Il movimento femminile in questi anni ha indubbiamente ottenuto dei successi, sia nel campo sociale, sia in quello personale, attraverso «la pratica politica dei rapporti tra donne», ma manca ancora «il modo di tradurre in realtà sociale l'esperienza, il sapere e il valore di essere donne». Nei rapporti sociali le donne si trovano in difficoltà, «perché l'essere donna, con la sua esperienza e i suoi desideri, non ha luogo in questa società, modellata dal desiderio maschile e dall'essere corpo di uomo». Una donna si può affermare nella società a condizione di modellarsi sull'uomo, a costo di una mutilazione di sé, dell'isolamento dalle proprie simili, in definitiva, a costo del «disprezzo per il proprio sesso. Questo rinnegamento della parte perdente, dentro e fuori di sé, fa sì che tra le poche donne affermate socialmente molte siano in sostanza delle conservatrici o delle reazionarie».[88]
Per superare questa condizione di scacco e di inadeguatezza che la donna deve subire, occorre «sessualizzare i rapporti sociali», che vuol dire «toglierli dalla loro apparente neutralità e mostrare che nei modi socialmente correnti di rapportarsi ai propri simili una donna non si trovava integralmente né con il proprio piacere né con le proprie capacità».[89]

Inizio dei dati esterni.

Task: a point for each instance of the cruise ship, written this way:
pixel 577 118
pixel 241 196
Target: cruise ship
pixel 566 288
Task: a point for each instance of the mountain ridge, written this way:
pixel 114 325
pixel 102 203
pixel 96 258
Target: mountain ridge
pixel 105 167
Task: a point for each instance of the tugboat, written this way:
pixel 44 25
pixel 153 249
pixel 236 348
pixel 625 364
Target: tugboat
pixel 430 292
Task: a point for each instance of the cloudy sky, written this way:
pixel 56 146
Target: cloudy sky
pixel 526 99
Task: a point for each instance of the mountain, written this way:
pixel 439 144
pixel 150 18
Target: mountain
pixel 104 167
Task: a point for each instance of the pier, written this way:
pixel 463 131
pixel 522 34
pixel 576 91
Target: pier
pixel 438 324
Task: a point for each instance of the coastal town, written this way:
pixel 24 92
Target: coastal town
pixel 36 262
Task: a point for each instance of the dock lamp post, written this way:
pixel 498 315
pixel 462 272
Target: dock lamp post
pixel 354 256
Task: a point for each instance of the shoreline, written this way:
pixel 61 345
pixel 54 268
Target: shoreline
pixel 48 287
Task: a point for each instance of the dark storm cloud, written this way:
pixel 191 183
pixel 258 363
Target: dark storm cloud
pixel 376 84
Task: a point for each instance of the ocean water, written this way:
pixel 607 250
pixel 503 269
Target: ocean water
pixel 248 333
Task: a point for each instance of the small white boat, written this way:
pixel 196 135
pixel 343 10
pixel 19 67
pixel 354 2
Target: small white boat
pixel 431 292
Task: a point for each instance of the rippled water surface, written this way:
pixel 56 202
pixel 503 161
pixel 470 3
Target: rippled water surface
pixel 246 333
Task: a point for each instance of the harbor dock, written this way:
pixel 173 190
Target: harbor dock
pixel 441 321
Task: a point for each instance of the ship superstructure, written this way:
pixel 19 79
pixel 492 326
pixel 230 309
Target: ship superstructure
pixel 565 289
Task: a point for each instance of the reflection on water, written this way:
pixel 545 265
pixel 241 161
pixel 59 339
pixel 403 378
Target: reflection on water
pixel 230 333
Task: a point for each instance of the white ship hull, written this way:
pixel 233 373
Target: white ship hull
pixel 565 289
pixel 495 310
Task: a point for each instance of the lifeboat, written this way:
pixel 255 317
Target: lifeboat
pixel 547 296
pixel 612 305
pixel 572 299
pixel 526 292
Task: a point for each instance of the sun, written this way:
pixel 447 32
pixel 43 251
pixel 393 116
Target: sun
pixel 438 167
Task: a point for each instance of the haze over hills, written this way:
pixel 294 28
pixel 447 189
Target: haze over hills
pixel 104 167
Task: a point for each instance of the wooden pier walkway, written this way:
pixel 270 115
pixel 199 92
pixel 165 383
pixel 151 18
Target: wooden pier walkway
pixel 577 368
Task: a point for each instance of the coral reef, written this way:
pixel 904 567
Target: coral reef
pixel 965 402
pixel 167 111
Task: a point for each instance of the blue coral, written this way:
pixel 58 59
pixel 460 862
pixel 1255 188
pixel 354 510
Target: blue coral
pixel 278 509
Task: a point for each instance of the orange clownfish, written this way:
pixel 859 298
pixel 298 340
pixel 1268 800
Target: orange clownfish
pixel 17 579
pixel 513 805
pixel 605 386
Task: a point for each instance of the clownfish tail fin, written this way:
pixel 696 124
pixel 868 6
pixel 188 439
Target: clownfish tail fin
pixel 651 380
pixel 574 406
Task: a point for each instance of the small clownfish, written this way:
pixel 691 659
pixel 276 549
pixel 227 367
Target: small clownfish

Un programma che punti alla parità dei diritti tra i due sessi rappresenta una politica subordinata e della subordinazione, e «non tocca la sostanza del problema, e cioè che in questa società così com'è le donne non trovano né forti incentivi ad inserirsi né vera possibilità di affermarsi al meglio di sé. Una donna ci sta, ammesso che voglia starci, a disagio».[89] Le politiche delle rivendicazioni sono forme politiche maschili, che portano all'omologazione della donna nell'universalità del modello maschile e negano la significazione della differenza sessuale.[90]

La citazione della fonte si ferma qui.